KmerCoverage
Annotates reads with their kmer depth. DEPRECATED: This should still work but is no longer maintained.
⚠️ DEPRECATED TOOL
This tool is deprecated and no longer maintained. It should still work but may not receive updates or bug fixes. Consider using alternative tools for kmer analysis.
Basic Usage
kmercoverage.sh in=<input> out=<read output> hist=<histogram output>
Processes reads to determine the depth (frequency) of each kmer within the reads. Can output annotated reads and/or generate depth histograms for analysis.
Parameters
Parameters are organized by their function in the kmer coverage analysis process.
Input Parameters
- in=file
- Primary input file containing reads to analyze.
- in2=null
- Second input file for paired reads.
- extra=null
- Additional files to use for input (generating hash table) but not for output.
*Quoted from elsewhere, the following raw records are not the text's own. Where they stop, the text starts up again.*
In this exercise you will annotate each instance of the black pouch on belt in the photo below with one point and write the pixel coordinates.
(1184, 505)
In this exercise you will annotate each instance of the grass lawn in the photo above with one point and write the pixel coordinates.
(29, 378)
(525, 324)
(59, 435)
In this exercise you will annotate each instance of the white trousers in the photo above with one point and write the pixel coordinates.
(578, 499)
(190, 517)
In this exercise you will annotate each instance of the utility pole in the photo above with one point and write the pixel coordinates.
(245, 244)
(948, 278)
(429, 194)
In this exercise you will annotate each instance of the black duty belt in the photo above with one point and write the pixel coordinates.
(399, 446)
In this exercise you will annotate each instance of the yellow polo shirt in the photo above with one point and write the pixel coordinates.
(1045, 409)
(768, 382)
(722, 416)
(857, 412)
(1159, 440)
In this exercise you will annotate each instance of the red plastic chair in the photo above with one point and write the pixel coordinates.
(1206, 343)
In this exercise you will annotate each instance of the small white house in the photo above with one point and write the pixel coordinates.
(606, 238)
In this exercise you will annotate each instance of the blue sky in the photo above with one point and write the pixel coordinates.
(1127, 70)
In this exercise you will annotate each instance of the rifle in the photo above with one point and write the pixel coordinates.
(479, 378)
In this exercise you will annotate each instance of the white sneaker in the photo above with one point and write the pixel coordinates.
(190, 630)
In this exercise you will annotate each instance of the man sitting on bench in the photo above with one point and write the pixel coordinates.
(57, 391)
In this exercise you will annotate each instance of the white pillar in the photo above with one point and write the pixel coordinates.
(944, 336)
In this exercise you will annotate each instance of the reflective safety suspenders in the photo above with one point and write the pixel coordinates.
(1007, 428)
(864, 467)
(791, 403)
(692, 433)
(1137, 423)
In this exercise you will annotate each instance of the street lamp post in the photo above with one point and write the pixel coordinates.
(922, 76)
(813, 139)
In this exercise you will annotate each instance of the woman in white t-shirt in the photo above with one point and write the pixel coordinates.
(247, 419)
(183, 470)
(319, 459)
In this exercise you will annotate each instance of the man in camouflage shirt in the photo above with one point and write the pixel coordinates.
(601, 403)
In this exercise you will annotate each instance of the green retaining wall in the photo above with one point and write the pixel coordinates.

Can be a comma-separated list.
- fastareadlen=2^31
- Break up FASTA reads longer than this. Can be useful when processing scaffolded genomes.
- tablereads=-1
- Use at most this many reads when building the hashtable (-1 means all).
- kmersample=1
- Process every nth kmer, and skip the rest. Reduces memory usage and processing time.
- readsample=1
- Process every nth read, and skip the rest. Reduces memory usage and processing time.
Output Parameters
- out=file
- Output file for processed reads with coverage annotations.
- hist=null
- Specify a file to output the depth histogram showing kmer frequency distribution.
- histlen=10000
- Max depth displayed on histogram. Values beyond this are binned together.
- reads=-1
- Only process this number of reads, then quit (-1 means all).
- sampleoutput=t
- Use sampling on output as well as input (not used if sample rates are 1).
- printcoverage=f
- Only print coverage information instead of reads. Outputs coverage data only.
- useheader=f
- Append coverage info to the read's header instead of as separate attachment.
- minmedian=0
- Don't output reads with median coverage below this threshold.
- minaverage=0
- Don't output reads with average coverage below this threshold.
- zerobin=f
- Set to true if you want kmers with a count of 0 to go in the 0 bin instead of the 1 bin in histograms. Default is false, to prevent confusion about how there can be 0-count kmers. The reason is that based on the 'minq' and 'minprob' settings, some kmers may be excluded from the bloom filter.
Hashing Parameters
- k=31
- Kmer length (values under 32 are most efficient, but arbitrarily high values are supported). Longer kmers are more specific but require more memory.
- cbits=8
- Bits per cell in bloom filter; must be 2, 4, 8, 16, or 32. Maximum kmer depth recorded is 2^cbits. Large values decrease accuracy for a fixed amount of memory.
- hashes=4
- Number of times a kmer is hashed. Higher is slower. Higher is MORE accurate if there is enough memory, and LESS accurate if there is not enough memory.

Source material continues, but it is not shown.